Duke of Jin
- Reign: 356–349 BC
- Predecessor: Duke Huan
- Successor: None (Dynasty collapsed)

Names
- Ancestral name: Jī (姬) Given name: Jùjiǔ (俱酒)

Posthumous name
- Duke Jing (靜公) or Duke Jing (靖公) or Duke Dao (悼公)
- House: Ji
- Dynasty: Jin
- Father: Duke Huan

= Duke Jing of Jin (Jujiu) =

Duke of Jin

Duke Jing of Jin (晉靜公 (Jìn Jìng Gōng)), personal name Ji Jujiu, was the supposed last ruler of the Jin state, according to the Records of the Grand Historian.

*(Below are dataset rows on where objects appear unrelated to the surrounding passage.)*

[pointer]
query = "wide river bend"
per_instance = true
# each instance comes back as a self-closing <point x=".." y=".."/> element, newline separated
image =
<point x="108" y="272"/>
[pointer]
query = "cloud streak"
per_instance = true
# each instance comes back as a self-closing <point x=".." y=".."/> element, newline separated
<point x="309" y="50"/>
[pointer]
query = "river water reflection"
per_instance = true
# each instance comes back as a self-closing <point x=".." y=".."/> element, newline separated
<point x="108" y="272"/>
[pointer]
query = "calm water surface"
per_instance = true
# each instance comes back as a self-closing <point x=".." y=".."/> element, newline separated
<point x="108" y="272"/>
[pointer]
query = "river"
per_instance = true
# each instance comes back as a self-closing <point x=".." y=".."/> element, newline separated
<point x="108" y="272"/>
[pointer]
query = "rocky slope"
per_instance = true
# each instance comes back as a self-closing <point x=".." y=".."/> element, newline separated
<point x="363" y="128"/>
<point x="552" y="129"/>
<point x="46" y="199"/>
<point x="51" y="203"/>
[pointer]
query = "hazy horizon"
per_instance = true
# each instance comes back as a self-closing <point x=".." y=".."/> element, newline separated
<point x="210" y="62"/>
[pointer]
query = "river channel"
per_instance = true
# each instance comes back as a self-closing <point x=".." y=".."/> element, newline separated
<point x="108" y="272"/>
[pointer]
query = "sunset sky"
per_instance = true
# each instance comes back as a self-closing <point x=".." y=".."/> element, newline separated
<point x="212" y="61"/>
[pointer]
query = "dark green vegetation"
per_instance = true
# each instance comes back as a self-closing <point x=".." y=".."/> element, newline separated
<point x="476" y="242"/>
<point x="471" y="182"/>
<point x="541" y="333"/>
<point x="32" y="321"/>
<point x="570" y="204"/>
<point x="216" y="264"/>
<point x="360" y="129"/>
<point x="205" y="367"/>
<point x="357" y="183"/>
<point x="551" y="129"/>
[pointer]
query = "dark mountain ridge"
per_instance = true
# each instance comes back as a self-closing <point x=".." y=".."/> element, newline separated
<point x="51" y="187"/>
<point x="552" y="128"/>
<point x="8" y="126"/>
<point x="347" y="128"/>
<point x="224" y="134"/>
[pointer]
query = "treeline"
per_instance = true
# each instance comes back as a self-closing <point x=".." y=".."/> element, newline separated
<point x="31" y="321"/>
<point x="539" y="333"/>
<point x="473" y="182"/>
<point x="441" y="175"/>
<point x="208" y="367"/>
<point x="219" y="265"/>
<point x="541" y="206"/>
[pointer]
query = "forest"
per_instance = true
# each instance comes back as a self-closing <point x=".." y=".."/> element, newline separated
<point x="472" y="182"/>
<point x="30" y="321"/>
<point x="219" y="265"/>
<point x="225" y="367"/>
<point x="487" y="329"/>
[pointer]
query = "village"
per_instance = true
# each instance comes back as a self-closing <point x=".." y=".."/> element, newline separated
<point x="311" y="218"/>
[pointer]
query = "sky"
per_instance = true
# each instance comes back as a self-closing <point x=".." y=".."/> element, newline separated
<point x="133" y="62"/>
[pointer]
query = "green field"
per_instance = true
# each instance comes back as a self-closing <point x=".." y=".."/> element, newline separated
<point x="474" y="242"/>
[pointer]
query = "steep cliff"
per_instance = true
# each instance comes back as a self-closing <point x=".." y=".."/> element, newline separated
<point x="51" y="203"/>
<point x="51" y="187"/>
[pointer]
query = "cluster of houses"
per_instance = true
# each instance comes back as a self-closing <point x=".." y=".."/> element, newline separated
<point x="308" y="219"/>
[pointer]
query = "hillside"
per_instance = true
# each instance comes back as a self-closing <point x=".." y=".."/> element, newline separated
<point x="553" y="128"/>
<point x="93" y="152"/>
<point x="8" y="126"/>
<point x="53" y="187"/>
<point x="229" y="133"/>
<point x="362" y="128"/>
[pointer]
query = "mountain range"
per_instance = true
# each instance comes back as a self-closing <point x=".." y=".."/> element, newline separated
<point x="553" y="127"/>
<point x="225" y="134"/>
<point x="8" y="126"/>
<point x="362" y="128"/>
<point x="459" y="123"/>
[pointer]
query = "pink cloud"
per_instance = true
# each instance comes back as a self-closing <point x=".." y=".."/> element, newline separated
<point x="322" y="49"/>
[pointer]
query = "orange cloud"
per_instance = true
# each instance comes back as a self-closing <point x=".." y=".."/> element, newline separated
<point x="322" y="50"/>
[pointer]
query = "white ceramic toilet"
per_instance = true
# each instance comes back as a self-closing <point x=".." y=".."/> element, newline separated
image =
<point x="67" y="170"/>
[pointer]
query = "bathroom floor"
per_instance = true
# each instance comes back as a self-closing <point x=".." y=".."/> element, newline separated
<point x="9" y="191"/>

He succeeded his father, Duke Huan, and was eventually overthrown by the states of Han, Zhao, and Wei that were founded by former aristocratic clans of Jin.

However, the Records of the Grand Historian account of the last rulers of Jin is often self-contradictory, and is further contradicted by the Bamboo Annals, which does not mention any Jin ruler after Duke Huan. Historians such as Yang Kuan, Ch'ien Mu, and Han Zhaoqi generally regard the Bamboo Annals as more reliable, since it was unearthed from the tomb of King Xiang of Wei. Duke Huan is therefore generally considered the final ruler of Jin, and the historicity of Duke Jing has been cast in doubt.